Un peu comme pour le rythme du Mondial, quatre ans après avoir donné le Requiem de Verdi au même endroit (voir compte rendu), Valery Gergiev revient avec deux des quatre solistes, sur le vaste plateau du Festspielhaus de Baden-Baden pour un bis. Alors que sous les Tropiques, la France achève d’ailleurs de se faire battre par l’Allemagne en quart de Finale, les spectateurs regardent avec le plus grand calme la fin de la retransmission sur un écran installé dans le hall. Pas de débordements ni de réactions passionnées ici : l’ambiance est sereine et solennelle. C’est à peine si on compte un peu moins de monde que d’ordinaire ; à l’extérieur, ni klaxons ni vivats pour perturber quoi que ce soit. Le match se termine quelques minutes à peine avant le concert, ce qui laisse le temps aux uns et aux autres de s’installer tranquillement ; de toute façon, Valery Gergiev est toujours en retard de quelques minutes, mais après, on rattrape en quelque sorte le temps perdu.
Une fois lancée, la mécanique du chef d’orchestre russe se transforme en déferlante. Mené tambour battant, le vaste ensemble, chœurs compris, réagit au quart de tour et l’on se retrouve embarqué sur une Charrette fantôme qui emporte tout sur son passage dans un train d’enfer. Le fameux « opéra en habit ecclésiastique », pour reprendre la formule de Hans von Bülow, s’impose comme une vaste fresque haute en couleur, puissamment sonore, qui laisse l’auditeur collé à son siège, terrifié et laminé. Rien de consolateur dans ce Requiem : les morts sont réveillés et se doivent de répondre de leurs actes. Délaissant ses habitudes de conduite à mains nues, le fougueux maestro tient ici une courte baguette de la main droite, main très active, alors que la gauche, celle du cœur, effectue des mouvements contenus quoique plus intenses dans le « Lacrimosa » tout comme le « Libera me ». Véritable démonstration de force, la direction frappe par sa précision et son ampleur : on se voit pour ainsi dire englouti dans le Jugement dernier de Michel-Ange, infernal tourbillon où chacun est confronté au même cataclysme. Chaque pupitre est avantageusement et distinctement représenté et comme souvent avec le sémillant directeur du Mariinsky, l’œuvre interprétée est plus que familière avec un je-ne-sais-quoi de novateur et d’inattendu qui titille et excite immanquablement l’intérêt. La masse sonore prend de la profondeur, notamment dans le « Dies Irae » ou les trompettes retentissent en avant et en hauteur dans les loges de côté de la salle. On se croirait dans une Aida balayée par un souffle de feu dont on ressentirait chacune des flammèches. Le « Lux aeterna » évoque un superbe coucher de soleil sur d’immenses étendues, des steppes ou une toundra plutôt qu’une plaine du Pô, au demeurant.

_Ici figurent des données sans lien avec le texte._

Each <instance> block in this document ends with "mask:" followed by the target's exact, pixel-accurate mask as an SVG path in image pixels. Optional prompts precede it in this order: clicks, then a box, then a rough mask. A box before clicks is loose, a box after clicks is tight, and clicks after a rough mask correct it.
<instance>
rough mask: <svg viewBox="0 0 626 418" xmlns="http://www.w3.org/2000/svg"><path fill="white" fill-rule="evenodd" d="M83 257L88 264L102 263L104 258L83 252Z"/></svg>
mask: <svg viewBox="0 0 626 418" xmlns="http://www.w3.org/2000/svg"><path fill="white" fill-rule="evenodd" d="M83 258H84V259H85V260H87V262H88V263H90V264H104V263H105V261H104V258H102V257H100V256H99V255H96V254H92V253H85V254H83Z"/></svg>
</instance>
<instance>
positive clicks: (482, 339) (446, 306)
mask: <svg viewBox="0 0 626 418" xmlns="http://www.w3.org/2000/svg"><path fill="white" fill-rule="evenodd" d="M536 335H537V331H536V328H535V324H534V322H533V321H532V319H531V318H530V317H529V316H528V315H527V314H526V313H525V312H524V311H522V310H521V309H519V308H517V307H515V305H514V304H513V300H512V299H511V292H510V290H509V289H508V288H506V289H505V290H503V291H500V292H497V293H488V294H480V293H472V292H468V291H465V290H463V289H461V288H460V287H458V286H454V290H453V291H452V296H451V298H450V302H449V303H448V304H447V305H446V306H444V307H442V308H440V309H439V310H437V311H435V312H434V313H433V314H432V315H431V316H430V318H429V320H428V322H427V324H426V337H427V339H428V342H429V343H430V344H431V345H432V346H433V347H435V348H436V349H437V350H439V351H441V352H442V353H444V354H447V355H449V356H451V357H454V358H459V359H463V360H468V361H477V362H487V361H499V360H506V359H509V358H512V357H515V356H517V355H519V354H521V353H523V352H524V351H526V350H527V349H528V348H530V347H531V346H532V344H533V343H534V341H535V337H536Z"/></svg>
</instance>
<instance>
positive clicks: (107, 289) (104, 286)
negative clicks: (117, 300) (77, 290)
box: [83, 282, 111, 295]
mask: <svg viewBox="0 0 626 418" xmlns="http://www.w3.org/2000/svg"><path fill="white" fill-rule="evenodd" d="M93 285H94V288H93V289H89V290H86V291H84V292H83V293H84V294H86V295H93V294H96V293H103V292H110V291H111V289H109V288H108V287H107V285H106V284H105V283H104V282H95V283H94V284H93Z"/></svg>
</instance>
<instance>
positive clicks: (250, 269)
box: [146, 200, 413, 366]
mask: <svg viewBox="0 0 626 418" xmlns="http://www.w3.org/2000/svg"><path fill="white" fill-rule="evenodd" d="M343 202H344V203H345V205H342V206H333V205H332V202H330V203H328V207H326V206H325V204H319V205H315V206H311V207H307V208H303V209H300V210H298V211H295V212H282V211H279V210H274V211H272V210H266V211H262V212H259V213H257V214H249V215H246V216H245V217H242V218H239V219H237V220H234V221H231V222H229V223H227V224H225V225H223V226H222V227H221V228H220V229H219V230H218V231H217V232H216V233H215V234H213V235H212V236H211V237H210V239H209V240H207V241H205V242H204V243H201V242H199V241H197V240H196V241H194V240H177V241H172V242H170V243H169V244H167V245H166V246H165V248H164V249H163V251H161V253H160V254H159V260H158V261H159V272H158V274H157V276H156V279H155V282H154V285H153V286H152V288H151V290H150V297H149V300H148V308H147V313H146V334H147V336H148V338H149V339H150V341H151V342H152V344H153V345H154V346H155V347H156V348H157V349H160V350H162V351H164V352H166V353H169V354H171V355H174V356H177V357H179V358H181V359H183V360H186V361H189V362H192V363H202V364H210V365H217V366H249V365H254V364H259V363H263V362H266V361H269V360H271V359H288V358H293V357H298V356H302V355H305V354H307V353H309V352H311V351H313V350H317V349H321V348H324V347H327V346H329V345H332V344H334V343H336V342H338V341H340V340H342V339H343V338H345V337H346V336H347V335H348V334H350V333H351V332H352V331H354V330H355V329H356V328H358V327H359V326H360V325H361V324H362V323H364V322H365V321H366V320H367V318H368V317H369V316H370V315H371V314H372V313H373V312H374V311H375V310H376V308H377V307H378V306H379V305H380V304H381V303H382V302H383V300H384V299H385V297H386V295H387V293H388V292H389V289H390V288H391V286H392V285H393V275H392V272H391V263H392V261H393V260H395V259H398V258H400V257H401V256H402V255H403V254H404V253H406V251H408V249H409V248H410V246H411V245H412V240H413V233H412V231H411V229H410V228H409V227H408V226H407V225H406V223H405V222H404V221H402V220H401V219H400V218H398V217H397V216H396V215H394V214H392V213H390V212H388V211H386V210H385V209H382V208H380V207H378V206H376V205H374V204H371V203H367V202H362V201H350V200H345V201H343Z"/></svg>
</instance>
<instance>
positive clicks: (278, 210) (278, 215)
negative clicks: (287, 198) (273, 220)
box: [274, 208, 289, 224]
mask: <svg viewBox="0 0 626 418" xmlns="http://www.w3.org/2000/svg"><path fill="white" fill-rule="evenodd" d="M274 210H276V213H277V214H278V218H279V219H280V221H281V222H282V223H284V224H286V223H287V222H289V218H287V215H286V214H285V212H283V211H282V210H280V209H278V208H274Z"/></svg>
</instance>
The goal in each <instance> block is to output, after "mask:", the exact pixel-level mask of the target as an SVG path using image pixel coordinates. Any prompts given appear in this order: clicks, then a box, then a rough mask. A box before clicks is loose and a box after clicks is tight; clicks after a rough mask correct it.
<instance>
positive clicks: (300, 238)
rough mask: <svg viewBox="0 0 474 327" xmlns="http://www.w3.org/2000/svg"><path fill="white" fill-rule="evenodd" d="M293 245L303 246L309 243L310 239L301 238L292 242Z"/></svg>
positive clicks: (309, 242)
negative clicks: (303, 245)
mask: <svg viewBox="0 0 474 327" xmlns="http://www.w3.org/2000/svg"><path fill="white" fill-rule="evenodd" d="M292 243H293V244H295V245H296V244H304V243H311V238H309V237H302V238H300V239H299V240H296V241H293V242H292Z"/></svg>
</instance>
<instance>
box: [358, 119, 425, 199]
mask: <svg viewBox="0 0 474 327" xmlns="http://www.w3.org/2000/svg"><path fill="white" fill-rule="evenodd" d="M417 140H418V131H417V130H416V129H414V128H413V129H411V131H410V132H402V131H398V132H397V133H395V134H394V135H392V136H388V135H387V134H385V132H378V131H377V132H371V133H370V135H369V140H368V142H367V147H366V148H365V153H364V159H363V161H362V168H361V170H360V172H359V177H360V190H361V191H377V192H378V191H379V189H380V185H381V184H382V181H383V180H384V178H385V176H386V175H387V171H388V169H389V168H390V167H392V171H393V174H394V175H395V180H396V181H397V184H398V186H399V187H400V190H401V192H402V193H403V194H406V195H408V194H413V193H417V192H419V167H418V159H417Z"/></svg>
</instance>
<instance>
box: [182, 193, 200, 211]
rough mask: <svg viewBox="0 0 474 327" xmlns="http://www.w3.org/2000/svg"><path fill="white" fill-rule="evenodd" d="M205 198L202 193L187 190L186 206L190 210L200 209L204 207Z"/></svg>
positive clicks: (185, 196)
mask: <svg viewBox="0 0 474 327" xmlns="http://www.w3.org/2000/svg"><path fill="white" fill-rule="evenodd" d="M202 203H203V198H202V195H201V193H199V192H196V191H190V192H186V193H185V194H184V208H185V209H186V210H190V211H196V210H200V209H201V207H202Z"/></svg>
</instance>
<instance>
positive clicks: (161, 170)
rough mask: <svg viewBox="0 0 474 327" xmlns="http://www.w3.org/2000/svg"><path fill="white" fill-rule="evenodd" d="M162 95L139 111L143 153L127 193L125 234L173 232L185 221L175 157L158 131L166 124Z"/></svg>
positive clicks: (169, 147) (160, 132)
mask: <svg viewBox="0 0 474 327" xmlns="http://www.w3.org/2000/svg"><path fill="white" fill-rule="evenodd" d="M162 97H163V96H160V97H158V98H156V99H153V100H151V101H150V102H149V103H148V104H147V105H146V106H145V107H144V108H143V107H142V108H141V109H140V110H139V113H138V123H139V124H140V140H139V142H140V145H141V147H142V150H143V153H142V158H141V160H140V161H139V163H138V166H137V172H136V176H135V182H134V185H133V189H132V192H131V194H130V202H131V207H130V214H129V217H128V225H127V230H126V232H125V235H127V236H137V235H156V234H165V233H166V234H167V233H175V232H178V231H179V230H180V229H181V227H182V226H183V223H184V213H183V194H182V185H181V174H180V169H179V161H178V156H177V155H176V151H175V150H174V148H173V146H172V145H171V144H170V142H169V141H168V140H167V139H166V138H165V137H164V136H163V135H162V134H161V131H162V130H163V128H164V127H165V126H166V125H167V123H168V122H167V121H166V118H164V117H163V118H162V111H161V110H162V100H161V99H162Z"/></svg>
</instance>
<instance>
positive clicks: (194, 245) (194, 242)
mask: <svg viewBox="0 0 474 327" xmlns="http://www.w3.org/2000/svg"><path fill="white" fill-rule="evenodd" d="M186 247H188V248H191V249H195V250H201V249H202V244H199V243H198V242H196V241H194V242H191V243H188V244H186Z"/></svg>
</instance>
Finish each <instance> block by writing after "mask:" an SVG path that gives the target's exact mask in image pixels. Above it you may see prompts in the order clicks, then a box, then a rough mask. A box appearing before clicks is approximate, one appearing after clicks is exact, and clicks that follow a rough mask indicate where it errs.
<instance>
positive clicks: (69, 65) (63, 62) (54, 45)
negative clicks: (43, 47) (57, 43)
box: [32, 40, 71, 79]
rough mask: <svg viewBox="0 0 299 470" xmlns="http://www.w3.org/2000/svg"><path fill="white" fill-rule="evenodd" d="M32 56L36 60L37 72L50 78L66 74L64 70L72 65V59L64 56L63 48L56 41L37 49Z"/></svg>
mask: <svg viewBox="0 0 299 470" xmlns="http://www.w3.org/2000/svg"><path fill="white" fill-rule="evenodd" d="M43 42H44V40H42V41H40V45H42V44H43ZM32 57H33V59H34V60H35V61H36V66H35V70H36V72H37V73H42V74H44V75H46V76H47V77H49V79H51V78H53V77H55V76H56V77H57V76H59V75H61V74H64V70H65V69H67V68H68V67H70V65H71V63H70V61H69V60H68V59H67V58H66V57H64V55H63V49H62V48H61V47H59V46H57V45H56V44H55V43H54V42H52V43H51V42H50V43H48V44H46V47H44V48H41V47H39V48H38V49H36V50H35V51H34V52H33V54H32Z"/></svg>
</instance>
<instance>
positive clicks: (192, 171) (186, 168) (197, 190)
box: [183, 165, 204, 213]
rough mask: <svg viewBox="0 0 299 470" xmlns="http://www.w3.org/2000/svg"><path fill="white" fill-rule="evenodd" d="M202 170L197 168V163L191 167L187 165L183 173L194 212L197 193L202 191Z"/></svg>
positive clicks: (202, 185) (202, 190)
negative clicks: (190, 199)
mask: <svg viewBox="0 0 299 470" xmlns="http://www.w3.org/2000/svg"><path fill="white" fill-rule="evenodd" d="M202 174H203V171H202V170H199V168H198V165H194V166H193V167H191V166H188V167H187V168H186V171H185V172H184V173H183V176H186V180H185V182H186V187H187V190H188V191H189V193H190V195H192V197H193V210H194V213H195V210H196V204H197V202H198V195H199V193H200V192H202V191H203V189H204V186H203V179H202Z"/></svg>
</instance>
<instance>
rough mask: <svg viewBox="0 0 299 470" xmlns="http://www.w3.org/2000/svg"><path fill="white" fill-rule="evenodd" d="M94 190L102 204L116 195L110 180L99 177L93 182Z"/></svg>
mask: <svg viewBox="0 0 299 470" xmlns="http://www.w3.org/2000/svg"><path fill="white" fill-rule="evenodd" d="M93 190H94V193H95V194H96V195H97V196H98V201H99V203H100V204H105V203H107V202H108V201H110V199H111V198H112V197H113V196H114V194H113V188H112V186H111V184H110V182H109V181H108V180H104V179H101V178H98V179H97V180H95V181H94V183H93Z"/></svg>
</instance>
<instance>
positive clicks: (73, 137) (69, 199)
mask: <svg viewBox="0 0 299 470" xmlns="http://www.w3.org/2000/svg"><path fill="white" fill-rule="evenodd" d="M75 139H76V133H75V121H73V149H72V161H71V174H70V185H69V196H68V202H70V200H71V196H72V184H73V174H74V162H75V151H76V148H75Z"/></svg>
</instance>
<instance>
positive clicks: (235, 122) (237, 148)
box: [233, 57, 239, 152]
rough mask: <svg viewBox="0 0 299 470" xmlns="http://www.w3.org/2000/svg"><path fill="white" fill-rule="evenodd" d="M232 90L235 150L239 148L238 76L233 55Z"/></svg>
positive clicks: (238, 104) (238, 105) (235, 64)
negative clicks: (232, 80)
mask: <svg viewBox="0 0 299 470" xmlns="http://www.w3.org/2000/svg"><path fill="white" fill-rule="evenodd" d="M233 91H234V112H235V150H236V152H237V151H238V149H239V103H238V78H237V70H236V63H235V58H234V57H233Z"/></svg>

Le plateau vocal, s’il est globalement plutôt équilibré, offre tout de même un certain nombre de disparités. Sergei Semishkur est ainsi en deçà de ce que proposent ses partenaires. Les aigus sont tonitrués mais davantage de couleurs et surtout de la nuance auraient été bienvenues. Rien de tel chez Mikhail Petrenko qui possède un nuancier superbe : la voix se fait entre autres opportunément blanche, puis exsangue dans le « Salva me ». Quelques graves évoquent les basses profondes et nous rappellent que nous avons bien affaire à une équipe russe. Yulia Matochkina séduit d’emblée par un timbre riche et moiré. Son « Lacrimosa » suit le mouvement général et ne laisse pas de prises aux pleurs, mais il s’en faut de peu, tant la puissance expressive de la mezzo est évidente. La très jolie Viktoria Yastrebova évoque ici la Maria Callas du Pirate : mince, élégante et économe de ses gestes, bouche entrouverte, tout est parfaitement étudié chez la jeune femme. Sa technique est prometteuse et ses défauts (des aigus un peu limités, notamment) ne gâtent pas l’émotion qu’elle parvient à instiller. Au final, un Requiem passionnant et riche de correspondances visuelles, virtuose à souhait et bien sûr de nature à réveiller les morts, nous a épatée et laissés un rien sonnée.